In January 1830 the Board of Visitors of the Massachusetts Professorship of Natural History informed the Harvard Corporation that efforts to secure additional funding for the Professorship and botanic garden had been unsuccessful and that the best interests of the garden would be served if control was given to the Corporation.

The Massachusetts Professorship of Natural History, along with a botanic garden, was endowed in 1805 by a group of prominent Massachusetts citizens to promote commerce, agriculture, medicine and the arts through the study of zoology, botany, and mineralogy. A Board of Visitors for the professorship was organized to supervise the activities of the natural history professor and to support the garden. After the death of the Professorship's first and only incumbent, William Dandridge Peck (1763-1822) in October 1822, the Board found it difficult to financially support both the professorship and the botanic garden.

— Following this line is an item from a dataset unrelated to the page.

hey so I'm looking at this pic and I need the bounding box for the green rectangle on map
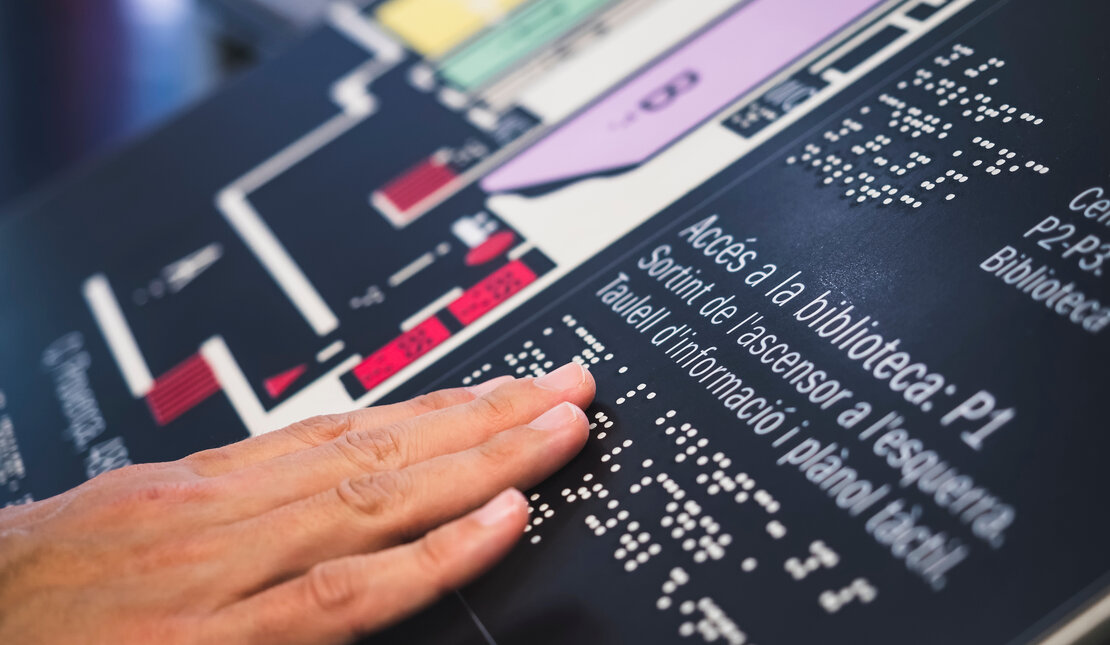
[440,0,613,90]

Since funds were no longer available to support a professor, the Board assigned the care of the garden to Thomas Nuttall (1786-1859); efforts to secure funding for the Natural History professorship were not successful and the chair was left vacant. In 1862, the Corporation united the Massachusetts Professorship of Natural History and the Fisher Professorship of Natural History (established in 1834) since both professorships served similar purposes. The botanic garden, which had languished over the years as an instructional laboratory, was finally abandoned in 1948 when the Botanic Garden Apartments were erected on the grounds.